Tumor necrosis factor superfamily member 15(Tumor necrosis factor super family-15, TNFSF15, also known as TL1A) is a blood vessel growth inhibitory factor secreted mainly by mature vascular endothelial cells. Researches find that the compound is not only a blood vessel negative regulation factor, and can inhibit angiogenesis and tumor growth in tumors; can also be used as an immune activator to promote T cell activation and dendritic cell maturation. At present, the function of TNFSF15 protein in the differentiation of bone marrow stem cells into macrophages has not been reported.
Disclosure of Invention
In view of the above-mentioned deficiencies of the prior art, the present invention aims to provide a use of TNFSF15 protein for promoting differentiation of bone marrow stem cells into macrophages and proliferation thereof in vitro, so as to solve the above-mentioned deficiencies of the prior art, and the protein can promote differentiation of bone marrow stem cells into macrophages, increase the number of macrophages, and provide a treatment scheme for diseases related to macrophages.
In order to achieve the purpose, the technical scheme of the invention is as follows:
in a first aspect of the present invention, there is provided a use of TNFSF15 protein in the preparation of a medicament or formulation for promoting differentiation and expansion of bone marrow stem cells into macrophages.
Preferably, in this use, the medicament or formulation increases the proportion of macrophages by promoting differentiation of bone marrow stem cells to macrophages.
Preferably, in this use, the medicament or formulation increases the number of macrophages by promoting proliferation of bone marrow stem cells/bone marrow-derived macrophages.
In this use, the TNFSF15 protein can promote differentiation of bone marrow stem cells to macrophages, either independently or in the presence of other related macrophage colony stimulating factors (M-CSF/GM-CSF).
In a second aspect of the present invention, there is provided a method for inducing differentiation and expansion of bone marrow stem cells into macrophages in vitro using TNFSF15 protein, wherein the amplification medium used in the method is supplemented with TNFSF15 protein at a concentration of not more than 10 μ g/mL.

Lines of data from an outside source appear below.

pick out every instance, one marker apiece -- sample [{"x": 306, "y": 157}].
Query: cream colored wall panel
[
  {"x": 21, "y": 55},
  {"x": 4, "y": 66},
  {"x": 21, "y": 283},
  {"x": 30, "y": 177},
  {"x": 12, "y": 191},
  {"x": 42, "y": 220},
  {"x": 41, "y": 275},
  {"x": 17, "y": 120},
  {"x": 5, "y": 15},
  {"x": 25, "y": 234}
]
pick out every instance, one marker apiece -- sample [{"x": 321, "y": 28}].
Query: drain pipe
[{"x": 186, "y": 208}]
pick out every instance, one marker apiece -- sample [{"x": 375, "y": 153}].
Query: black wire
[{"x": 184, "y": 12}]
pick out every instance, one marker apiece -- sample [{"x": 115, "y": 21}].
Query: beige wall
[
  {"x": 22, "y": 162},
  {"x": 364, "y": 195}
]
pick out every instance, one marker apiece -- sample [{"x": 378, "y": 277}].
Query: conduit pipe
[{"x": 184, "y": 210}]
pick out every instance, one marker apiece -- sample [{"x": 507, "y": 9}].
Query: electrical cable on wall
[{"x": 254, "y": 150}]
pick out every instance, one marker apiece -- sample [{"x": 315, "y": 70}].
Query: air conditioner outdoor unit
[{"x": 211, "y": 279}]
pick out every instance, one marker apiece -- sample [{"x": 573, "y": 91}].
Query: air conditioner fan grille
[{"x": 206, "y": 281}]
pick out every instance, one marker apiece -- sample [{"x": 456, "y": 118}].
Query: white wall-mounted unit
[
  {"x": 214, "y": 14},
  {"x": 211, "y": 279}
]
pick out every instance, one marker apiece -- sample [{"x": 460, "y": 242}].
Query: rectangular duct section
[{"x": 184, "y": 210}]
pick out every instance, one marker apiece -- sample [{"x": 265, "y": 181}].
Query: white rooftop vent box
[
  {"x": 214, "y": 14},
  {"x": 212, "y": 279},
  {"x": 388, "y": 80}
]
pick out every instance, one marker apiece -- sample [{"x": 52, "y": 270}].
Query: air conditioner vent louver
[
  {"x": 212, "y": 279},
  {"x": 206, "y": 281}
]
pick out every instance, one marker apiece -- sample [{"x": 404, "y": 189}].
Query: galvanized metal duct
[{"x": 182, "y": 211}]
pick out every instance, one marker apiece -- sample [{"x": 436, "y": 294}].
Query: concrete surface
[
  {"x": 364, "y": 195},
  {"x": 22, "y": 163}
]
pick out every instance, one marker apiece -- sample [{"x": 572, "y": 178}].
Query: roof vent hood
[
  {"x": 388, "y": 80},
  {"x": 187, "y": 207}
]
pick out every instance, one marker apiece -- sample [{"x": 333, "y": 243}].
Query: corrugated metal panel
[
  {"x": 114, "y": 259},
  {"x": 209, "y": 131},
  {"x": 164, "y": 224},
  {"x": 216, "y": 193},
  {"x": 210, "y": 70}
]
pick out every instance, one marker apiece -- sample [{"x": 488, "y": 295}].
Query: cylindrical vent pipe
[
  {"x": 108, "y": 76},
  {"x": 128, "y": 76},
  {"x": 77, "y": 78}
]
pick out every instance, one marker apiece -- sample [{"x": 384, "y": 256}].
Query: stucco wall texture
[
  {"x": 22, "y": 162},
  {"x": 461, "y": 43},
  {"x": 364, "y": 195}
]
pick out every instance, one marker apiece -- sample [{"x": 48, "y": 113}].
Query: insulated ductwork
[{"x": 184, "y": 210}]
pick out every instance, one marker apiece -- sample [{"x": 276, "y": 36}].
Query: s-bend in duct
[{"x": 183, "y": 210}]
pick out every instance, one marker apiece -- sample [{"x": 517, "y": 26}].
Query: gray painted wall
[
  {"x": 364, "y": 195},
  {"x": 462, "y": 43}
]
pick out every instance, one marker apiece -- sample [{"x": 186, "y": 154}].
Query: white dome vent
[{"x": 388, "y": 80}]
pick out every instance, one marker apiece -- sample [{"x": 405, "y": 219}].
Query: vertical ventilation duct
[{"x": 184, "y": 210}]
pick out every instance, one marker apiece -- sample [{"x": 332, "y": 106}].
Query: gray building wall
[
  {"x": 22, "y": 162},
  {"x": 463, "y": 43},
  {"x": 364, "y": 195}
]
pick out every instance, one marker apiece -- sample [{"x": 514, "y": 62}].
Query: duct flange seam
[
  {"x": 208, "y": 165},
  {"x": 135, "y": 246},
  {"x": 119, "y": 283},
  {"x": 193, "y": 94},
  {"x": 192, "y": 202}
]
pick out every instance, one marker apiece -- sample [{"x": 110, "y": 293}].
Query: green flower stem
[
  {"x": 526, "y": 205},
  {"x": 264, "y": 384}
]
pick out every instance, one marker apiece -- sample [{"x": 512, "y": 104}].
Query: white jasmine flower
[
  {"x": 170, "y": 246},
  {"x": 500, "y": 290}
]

Preferably, the method comprises the steps of:
removing bone marrow cells from mouse bone marrow, resuspending in culture medium containing RPMI 1640, 15% FBS and TNFSF15 protein, and adjusting cell concentration to 2 × 106Adding into a pore plate (six-pore plate) with 2mL per pore, and culturing in incubator at 37 deg.C and 5% CO for 3-7 days2。
Preferably, the composition of the amplification medium in the method is RPMI 1640, 15% FBS and 3. mu.g/mL TNFSF15 protein.
TNFSF15 protein was detected during in vitro culture to increase macrophage proportion during differentiation of bone marrow stem cells and was time and concentration dependent.
Compared with the prior art, the invention has the following advantages:
(1) the TNFSF15 protein can promote differentiation and expansion of bone marrow stem cells to macrophages, and can adoptively treat related diseases after macrophages are obtained in vitro.
(2) TNFSF15 protein can promote differentiation of bone marrow stem cell to macrophage, has stable effect, is not easily affected by other factors, and can be used in vivo.
(3) The TNFSF15 purification method is simple and mass, has low economic cost, can be used for combined treatment with other treatment modes, and has wide application prospect.
Drawings
FIG. 1 is a schematic diagram of: the influence of the TNFSF15 protein on the differentiation of in vitro bone marrow stem cells to macrophages, wherein A is the change of macrophage proportion after the bone marrow stem cells are treated by TNFSF15 protein with different concentrations for 7 d; and B is the change of macrophage proportion after TNFSF15 protein treats the bone marrow stem cells for different days.
FIG. 2 is a diagram of: the effect of TNFSF15 protein on the rate of macrophage differentiation in the presence of macrophage colony stimulating factor M-CSF and granulocyte-macrophage colony stimulating factor GM-CSF.
FIG. 3 is a diagram of: the effect of TNFSF15 protein on the proliferation and quantity of bone marrow stem cells/bone marrow-derived macrophages, wherein A is the proliferation change of bone marrow stem cells/bone marrow-derived macrophages after the bone marrow cells are treated by TNFSF15 protein; and B is the change of the cell number of the bone marrow cells after the TNFSF15 protein treatment for 7 d. .
FIG. 4 is a diagram of: effects of TNFSF15 protein on macrophage progenitors, precursors in tumor-bearing mouse bone marrow and macrophages in tumors.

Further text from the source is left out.